API Integration Types
Up until now, in this review, we are just talking about designing APIs, and possibly mapping our data models together. There are many other ways you can gateway existing systems, databases, and other resources using Amazon API Gateway, but the one that seems to be getting the lions share of the discussion, is deploying APIs with Lambda functions as the back-end.

API Integration Using Lambda Functions
Lambda functions give you the ability to create, store, and manage Node.js and Java code snippets, and wire up these resources using the Amazon API Gateway. When you create your first Lambda function, you are given a small selection of blueprints, like a microservice, or db connection, which also allows you to edit your code inline, upload a .zip file, and pull a .zip file from Amazon S3 (where is the Github love).

Identity & Access Management (IAM)
The Amazon API Gateway gives you some pretty simple ways to secure your APIs using API keys, but then also gives you the whole AWS IAM platform, and resources to put to leverage as well. I think most of the IAM will be more than many API providers will need, but for those that need this, I can see this part of their gateway solution sealing the deal.
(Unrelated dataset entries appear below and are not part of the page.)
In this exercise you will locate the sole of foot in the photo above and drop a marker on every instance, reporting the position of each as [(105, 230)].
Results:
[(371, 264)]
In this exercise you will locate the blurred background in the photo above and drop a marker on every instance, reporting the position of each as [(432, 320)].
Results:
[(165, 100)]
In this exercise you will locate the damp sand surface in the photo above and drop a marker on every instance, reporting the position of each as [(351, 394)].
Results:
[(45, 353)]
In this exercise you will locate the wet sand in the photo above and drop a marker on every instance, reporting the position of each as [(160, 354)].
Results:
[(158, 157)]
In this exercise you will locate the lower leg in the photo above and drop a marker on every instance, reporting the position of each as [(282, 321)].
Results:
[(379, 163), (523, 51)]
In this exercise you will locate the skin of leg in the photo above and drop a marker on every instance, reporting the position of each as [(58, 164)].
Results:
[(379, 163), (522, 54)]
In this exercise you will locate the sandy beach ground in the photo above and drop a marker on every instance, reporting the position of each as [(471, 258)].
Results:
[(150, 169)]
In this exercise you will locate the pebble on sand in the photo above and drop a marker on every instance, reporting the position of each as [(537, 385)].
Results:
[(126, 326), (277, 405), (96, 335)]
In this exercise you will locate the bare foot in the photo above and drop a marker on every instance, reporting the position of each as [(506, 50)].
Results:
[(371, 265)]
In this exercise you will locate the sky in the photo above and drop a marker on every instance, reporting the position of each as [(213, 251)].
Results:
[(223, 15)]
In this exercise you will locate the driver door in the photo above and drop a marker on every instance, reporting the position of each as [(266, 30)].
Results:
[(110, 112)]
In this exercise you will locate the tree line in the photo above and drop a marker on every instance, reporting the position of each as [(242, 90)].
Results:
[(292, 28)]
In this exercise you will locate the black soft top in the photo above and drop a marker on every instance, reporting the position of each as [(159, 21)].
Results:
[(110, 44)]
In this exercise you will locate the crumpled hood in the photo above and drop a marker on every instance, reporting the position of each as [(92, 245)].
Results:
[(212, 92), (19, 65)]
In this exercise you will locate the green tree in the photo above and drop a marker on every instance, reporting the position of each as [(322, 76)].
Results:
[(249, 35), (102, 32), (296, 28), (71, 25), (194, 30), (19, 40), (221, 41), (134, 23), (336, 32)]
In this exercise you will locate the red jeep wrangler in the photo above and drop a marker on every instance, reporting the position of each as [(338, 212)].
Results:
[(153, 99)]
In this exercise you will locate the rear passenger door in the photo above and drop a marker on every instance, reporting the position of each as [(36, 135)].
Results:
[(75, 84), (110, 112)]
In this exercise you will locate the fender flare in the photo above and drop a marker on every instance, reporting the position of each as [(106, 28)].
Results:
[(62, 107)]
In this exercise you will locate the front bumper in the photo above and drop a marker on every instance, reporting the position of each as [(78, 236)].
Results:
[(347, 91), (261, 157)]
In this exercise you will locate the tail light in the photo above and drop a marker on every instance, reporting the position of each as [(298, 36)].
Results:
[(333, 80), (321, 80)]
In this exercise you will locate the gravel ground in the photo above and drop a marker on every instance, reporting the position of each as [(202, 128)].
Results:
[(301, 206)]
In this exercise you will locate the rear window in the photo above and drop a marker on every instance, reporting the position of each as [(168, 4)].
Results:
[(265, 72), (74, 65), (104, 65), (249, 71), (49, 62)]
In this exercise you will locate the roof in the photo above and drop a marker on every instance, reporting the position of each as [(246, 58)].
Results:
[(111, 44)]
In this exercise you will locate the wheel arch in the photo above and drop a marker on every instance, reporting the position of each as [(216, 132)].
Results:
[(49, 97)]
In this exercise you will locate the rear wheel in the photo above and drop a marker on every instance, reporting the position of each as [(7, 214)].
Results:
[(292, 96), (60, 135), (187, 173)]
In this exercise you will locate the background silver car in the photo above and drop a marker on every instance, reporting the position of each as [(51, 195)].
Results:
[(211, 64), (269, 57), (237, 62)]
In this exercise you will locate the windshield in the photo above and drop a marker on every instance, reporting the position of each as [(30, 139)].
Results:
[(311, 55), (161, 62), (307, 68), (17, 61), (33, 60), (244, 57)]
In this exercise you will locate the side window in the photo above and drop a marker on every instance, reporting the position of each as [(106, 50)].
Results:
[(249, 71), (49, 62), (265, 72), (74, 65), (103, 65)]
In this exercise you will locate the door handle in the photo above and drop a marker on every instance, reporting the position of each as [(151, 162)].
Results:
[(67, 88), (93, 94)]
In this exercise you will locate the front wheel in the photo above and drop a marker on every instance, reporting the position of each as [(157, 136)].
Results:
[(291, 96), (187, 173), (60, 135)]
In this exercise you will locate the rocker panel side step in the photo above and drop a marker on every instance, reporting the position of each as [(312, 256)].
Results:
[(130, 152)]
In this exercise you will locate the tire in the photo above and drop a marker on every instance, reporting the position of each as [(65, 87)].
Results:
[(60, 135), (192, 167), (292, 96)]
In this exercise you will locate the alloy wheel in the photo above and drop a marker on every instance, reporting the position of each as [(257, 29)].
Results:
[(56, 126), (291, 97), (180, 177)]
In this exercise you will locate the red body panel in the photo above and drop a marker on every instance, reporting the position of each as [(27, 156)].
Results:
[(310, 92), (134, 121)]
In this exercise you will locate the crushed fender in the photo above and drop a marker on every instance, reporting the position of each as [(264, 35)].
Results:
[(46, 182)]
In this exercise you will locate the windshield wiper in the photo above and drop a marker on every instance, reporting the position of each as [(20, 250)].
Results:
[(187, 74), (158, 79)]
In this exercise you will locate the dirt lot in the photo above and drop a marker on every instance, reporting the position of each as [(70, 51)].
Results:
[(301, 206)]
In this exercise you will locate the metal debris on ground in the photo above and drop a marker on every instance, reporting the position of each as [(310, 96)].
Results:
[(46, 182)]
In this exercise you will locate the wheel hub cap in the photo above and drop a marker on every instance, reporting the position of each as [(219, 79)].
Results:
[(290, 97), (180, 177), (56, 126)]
Scaling Lambda Functions Behind
Being scalable is one of the promises of a Lambda backed API deployed using Amazon API Gateway, which I can see being pretty alluring for devops focused teams. You can allocate each Lambda function to posses the memory it needs, and individually monitor and scale as needed. While I see the recent containerization movement taking care of 50% of the API back-end needs, I can also see that being able to quickly scale individual functions as you need using the cloud, taking care of the other 50%.

Events For Lambda Functions
Another powerful aspects of a Lambda function, is you can engineer them to response to events. Using the interface, command line, or API, you can define one or many event sources for each Lambda function. Amazon provides some pretty interesting sources for triggering each Lambda function.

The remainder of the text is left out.